As we move towards 2023, there is a general belief that the difficult combination of high inflation and higher interest rates will eventually limit consumer discretionary spending, including gaming-related activities. However, Caesars Entertainment (NASDAQ: CZR) and Century Casinos (NASDAQ: CNTY) are demonstrating that consumer demand for gaming remains strong in the first quarter in spite of macroeconomic pressures. According to Macquarie analyst Chad Beynon, who recently released a report titled “Looking for Weakness in All the Wrong Places”, Nevada casinos have been recording more than $1 billion in gross gaming revenue (GGR) each month for almost two years.
Beynon also noted that events and conventions in Las Vegas, room rates and overall revenues are very healthy and will be supported by additional catalysts in the latter part of the year. As the second-largest operator on the Las Vegas Strip and one of the dominant casino names in the Reno-Lake Tahoe and Laughlin markets, Caesars is highly exposed to the vibrancy of the Nevada gaming market.
Century Casinos, a smaller regional operator, recently acquired the Nugget Sparks which marks their first venture into Nevada and is expected to generate long-term EBITDA growth. Furthermore, the company may explore more mergers and acquisitions, including those in Las Vegas.

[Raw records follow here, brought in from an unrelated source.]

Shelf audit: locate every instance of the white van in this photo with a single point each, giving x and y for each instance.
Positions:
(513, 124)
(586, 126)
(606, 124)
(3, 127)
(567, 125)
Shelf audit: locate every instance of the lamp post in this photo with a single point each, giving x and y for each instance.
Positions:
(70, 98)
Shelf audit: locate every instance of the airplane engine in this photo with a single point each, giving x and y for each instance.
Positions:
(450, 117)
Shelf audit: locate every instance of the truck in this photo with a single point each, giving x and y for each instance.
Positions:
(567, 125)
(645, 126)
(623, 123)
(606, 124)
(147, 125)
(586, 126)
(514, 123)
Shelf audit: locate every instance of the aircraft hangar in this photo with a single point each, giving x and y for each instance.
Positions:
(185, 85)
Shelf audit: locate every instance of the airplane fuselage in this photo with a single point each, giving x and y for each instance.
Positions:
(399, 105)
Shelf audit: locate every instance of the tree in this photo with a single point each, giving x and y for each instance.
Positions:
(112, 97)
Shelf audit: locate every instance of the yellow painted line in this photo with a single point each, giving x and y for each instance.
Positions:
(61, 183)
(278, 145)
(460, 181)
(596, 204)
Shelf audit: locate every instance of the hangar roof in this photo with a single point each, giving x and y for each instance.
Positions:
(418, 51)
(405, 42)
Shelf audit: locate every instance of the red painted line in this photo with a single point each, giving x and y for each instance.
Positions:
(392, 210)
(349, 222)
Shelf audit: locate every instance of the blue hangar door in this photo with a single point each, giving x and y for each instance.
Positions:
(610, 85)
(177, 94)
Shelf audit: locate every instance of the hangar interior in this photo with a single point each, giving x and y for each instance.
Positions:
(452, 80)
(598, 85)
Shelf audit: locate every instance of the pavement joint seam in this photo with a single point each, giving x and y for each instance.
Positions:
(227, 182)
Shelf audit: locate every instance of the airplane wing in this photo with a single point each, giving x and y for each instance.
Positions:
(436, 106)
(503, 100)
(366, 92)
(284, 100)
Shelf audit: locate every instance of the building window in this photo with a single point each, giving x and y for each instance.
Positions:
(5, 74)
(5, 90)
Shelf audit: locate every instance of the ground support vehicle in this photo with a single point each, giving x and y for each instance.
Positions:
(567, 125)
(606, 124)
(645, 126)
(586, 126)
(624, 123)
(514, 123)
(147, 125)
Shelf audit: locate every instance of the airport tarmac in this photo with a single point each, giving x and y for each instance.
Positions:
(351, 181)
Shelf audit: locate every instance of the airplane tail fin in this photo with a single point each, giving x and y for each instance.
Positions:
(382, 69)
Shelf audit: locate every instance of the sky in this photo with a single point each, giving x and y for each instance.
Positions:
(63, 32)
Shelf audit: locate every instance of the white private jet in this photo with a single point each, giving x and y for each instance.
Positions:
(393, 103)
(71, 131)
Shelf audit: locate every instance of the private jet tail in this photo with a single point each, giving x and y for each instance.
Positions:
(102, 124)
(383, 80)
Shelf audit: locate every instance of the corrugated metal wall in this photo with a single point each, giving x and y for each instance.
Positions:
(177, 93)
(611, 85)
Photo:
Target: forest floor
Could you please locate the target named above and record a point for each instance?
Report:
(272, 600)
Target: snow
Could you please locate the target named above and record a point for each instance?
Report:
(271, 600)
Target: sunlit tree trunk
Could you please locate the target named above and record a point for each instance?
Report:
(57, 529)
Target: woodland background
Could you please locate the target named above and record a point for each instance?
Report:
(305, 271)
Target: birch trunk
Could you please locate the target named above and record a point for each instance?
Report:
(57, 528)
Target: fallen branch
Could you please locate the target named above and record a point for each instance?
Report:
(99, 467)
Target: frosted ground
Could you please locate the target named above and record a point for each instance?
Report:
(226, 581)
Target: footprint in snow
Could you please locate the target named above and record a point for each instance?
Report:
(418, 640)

Bally’s (NYSE: BALY) could be a good casino equity redemption story, according to Macquarie. This is based on their upcoming debut of a temporary gaming venue in Chicago which will eventually be replaced by a permanent venue, their most expensive to date. Despite the $1.7 billion price tag associated with the project, Bally’s has several ways to raise the necessary capital, including debt, equity, cash, and proceeds from a sale-leaseback with Lincoln. Additionally, Atlantic City is seeing improved hold back and the business has been EBITDA-positive in February, even in the off-season.